To gradually extinguish a society’s sense of humanity, regimes present a supposedly greater cause, an idealized collective goal. This could be preserving the “organic unity” of a nation, defending an “indivisible” territory, or serving some other untouchable public interest, to which all dissent and individuality must be sacrificed. Personal sensitivity is then dissolved into the emotionality of the masses, creating the illusion of a shared, righteous consensus.
This strategy, of molding a mass of emotionally conditioned, like-minded individuals, is a recurring feature of political life in the Western Balkans. Since 2020, it has found explicit form in the narrative of the so-called “Serb World”: a construct that not only denies crimes committed in the name of national unity and “salvation,” but also represses anyone who fails to conform, morally or politically. It breeds a specific kind of apathy among large numbers of citizens who appear politically neutral but are, in effect, disengaged. Instead of a mobilized, critical public, we are left with a critical mass of indifferent observers, people whose detachment makes real civic change an uphill battle.
A citizen who chooses to be an indifferent bystander effectively relinquishes both the right and the ability to shape society.
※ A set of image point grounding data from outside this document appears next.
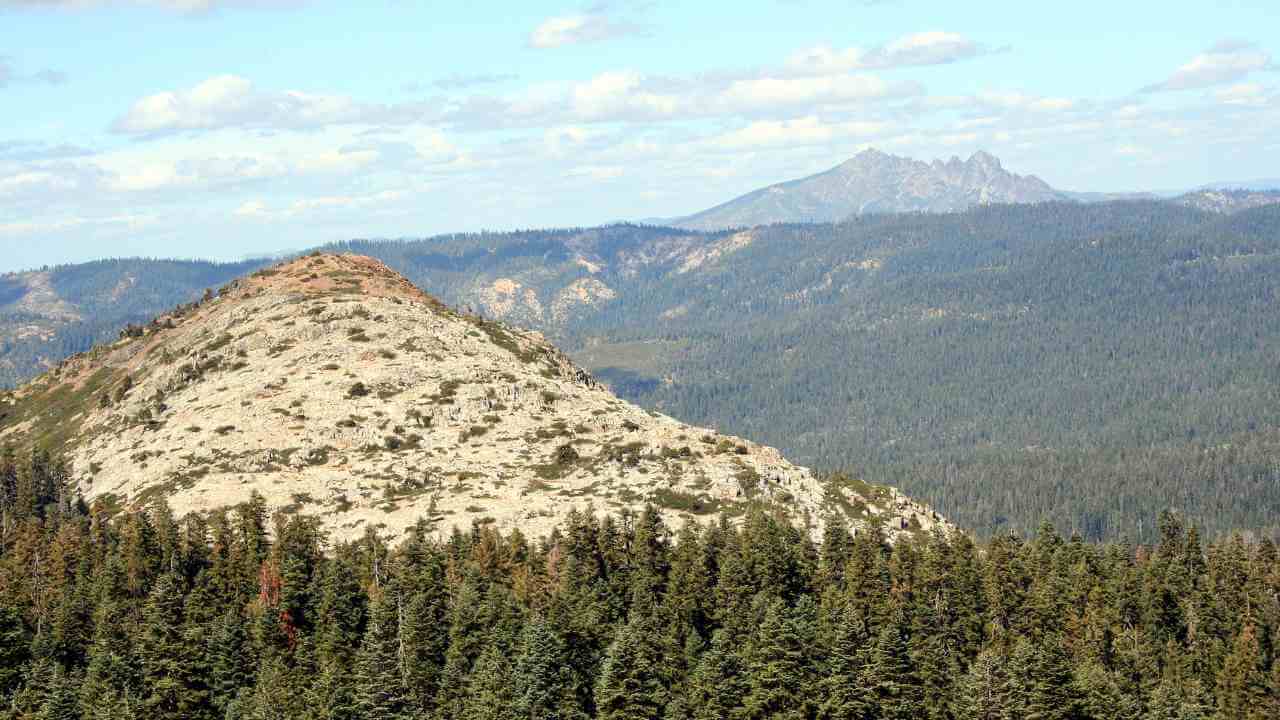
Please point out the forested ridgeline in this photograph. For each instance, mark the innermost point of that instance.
(1091, 364)
(80, 305)
(234, 615)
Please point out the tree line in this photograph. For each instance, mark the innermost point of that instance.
(124, 613)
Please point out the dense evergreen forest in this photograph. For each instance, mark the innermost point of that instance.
(91, 302)
(131, 614)
(1089, 364)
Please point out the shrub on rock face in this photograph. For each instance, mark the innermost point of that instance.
(566, 454)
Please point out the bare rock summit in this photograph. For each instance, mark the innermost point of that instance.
(333, 387)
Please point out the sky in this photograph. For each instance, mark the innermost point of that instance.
(231, 128)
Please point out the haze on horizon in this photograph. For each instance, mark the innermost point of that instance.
(231, 128)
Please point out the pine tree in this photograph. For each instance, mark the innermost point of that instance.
(891, 684)
(1242, 686)
(379, 688)
(168, 659)
(543, 683)
(981, 693)
(631, 684)
(841, 689)
(490, 695)
(60, 698)
(14, 648)
(717, 686)
(777, 669)
(231, 668)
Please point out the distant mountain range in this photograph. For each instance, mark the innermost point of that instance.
(874, 182)
(877, 182)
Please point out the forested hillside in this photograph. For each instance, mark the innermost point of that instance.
(137, 615)
(48, 314)
(1087, 363)
(1082, 363)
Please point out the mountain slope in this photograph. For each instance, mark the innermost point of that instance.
(876, 182)
(1228, 200)
(1084, 363)
(334, 387)
(48, 314)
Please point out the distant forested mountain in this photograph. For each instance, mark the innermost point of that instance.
(48, 314)
(1086, 363)
(877, 182)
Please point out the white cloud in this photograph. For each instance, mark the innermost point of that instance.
(798, 132)
(598, 172)
(773, 91)
(224, 101)
(62, 224)
(620, 94)
(933, 48)
(173, 5)
(576, 30)
(10, 76)
(1022, 101)
(257, 209)
(1221, 64)
(1242, 94)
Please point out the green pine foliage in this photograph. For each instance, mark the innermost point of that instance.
(137, 615)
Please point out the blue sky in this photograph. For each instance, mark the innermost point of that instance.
(223, 128)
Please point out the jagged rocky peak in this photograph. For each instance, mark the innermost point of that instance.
(333, 387)
(877, 182)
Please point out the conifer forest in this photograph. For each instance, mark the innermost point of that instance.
(106, 613)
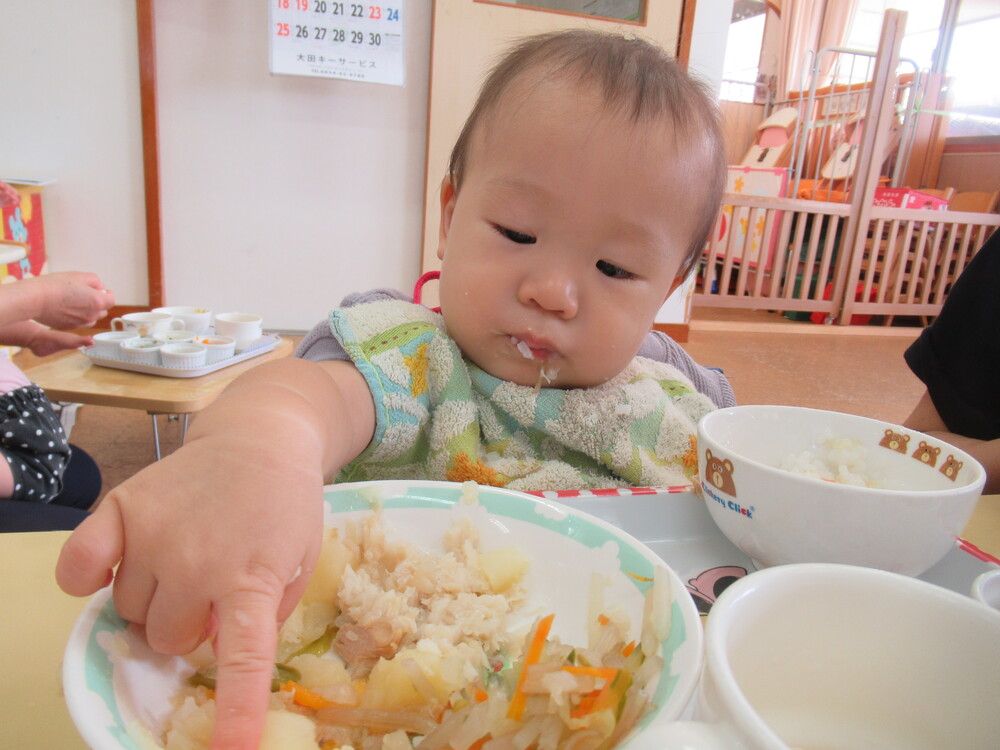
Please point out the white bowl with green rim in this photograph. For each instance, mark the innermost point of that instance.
(113, 698)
In doing so, they become complicit, however passively, in the workings of a repressive regime. This sinister cycle, from ignoring the early signs of violence to the violence itself, and finally to its denial, echoes disturbingly with the events of the late 20th century.
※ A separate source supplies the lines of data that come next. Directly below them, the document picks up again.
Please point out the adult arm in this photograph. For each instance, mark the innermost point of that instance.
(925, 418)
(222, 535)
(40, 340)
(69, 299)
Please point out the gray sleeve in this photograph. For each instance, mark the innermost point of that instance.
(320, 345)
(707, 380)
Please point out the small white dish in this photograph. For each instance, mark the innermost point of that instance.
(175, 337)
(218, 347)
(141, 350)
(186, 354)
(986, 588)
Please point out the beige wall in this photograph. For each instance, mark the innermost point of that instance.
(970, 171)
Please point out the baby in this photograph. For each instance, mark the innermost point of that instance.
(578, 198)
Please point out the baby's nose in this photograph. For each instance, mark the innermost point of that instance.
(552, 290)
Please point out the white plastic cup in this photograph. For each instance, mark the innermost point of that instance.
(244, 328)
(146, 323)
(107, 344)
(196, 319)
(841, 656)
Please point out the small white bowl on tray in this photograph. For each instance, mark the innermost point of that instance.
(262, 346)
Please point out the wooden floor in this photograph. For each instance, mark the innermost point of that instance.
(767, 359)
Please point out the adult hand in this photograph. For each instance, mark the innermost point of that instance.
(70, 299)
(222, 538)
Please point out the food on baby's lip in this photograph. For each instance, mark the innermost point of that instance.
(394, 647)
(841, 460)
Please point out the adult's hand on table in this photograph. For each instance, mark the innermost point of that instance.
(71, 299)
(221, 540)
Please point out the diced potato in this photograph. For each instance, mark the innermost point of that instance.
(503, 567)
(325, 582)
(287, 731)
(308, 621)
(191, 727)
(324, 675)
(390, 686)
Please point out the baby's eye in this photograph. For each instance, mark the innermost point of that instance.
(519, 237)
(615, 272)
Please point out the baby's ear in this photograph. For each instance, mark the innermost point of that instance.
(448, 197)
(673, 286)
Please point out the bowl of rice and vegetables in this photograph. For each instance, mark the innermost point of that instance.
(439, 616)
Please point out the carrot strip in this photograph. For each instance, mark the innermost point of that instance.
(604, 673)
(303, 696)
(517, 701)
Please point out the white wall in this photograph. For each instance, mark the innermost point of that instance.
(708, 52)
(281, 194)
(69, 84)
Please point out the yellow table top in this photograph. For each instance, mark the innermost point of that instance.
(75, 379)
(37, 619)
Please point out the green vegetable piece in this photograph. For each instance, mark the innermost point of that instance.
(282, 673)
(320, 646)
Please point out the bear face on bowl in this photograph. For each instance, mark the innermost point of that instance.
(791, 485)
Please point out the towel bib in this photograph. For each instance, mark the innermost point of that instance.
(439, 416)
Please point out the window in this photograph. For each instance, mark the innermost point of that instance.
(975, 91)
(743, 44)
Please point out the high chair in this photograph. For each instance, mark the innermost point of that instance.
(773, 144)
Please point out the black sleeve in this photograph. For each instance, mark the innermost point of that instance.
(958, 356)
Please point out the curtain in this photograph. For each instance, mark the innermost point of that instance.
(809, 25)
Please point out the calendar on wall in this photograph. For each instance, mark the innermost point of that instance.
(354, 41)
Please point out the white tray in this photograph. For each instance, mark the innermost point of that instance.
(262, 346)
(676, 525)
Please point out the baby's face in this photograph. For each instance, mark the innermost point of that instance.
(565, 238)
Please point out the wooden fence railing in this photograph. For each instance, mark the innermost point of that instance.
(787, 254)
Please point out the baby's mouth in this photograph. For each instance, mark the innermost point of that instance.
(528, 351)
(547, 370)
Primo Levi once wrote that one of the German people’s greatest collective failures was their unwillingness to speak the truth about the camps. That silence, he argued, was the clearest proof of the cowardice bred under Hitler’s reign of terror. “Fear, greed, willful blindness, and stupidity, sometimes fanatical Nazi obedience, choked off all suspicion,” he observed. For Levi, every act of testimony is a confrontation with fascism, an act of resistance against the machinery of denial that seeks to erase memory. “The entire history of the Reich,” he wrote, “can be read as a struggle against memory: falsification, denial, and eventually, total escape from reality.” The deliberate blurring of the line between victim and perpetrator becomes a “moral illness”, a chilling hallmark of complicity.
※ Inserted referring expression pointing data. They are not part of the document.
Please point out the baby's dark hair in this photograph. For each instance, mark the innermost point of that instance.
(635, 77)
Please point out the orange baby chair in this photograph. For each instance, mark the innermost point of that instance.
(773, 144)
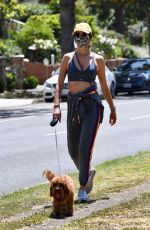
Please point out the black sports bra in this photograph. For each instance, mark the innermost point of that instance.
(87, 75)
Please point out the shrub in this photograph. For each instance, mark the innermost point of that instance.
(30, 82)
(39, 28)
(3, 47)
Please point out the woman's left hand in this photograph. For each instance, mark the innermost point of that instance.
(113, 116)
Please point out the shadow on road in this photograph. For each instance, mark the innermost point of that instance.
(23, 112)
(133, 96)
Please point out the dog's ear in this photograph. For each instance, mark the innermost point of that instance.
(49, 175)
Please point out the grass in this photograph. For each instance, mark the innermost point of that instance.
(134, 215)
(112, 177)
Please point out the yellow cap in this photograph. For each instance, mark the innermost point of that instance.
(84, 27)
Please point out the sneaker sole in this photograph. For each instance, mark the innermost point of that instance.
(90, 183)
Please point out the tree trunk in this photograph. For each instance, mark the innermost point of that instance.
(119, 21)
(67, 20)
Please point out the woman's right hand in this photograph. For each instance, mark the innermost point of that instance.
(57, 113)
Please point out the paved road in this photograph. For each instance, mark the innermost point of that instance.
(27, 142)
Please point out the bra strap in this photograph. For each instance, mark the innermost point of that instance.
(79, 62)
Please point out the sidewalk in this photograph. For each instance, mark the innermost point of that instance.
(17, 102)
(10, 103)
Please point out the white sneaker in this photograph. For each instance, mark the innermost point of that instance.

Last week in Kamičani near Prijedor, a Day of Remembrance was held for the victims of war crimes committed in the Prijedor region and the Sana Valley. It all began on May 31, 1992, when the Prijedor Crisis Headquarters ordered all non-Serb households to mark their homes with white cloths. Bosniaks and Croats were forced to wear white armbands in public. What followed was the systematic and planned killing of approximately 3,200 civilians in Prijedor. Many remain missing, their bodies hidden in mass graves scattered across Bosnia and Herzegovina, Croatia, and Serbia. Among the dead were 102 children.
This July, the remains of seven more victims were buried. They were found in Kozaruša, Donja Dragotina, Pašinac, and Volarić. Among them was Mirsad Zečić, whose remains were discovered last year in a mass grave in Donja Dragotina. His sister Anita told DW: “The worst part was learning later that he had been buried alive. They broke his ribs first and then buried him with his hands tied. He was only 24. After 33 years, we’re finally bringing him home.” In and around Prijedor, the identities of around 500 victims are still unknown.
Stories like these are vital in resisting the de-subjectification, the erasure, of victims from our collective memory. Mass graves and the ritualistic labeling of “the other” are attempts to erase not just lives but the very identities of those killed. Once stripped of name and narrative, they are no longer people-like-us. This makes it easier for perpetrators and for those who merely looked away to silence their conscience.
To name the victims and recognize them as individuals is to pierce the armor of indifference. It shatters the illusion that these crimes were abstract, unknowable, or beyond comprehension.
And this is not just about reckoning with the past. Every act of denial or indifference today stretches the potential for future crimes further into tomorrow.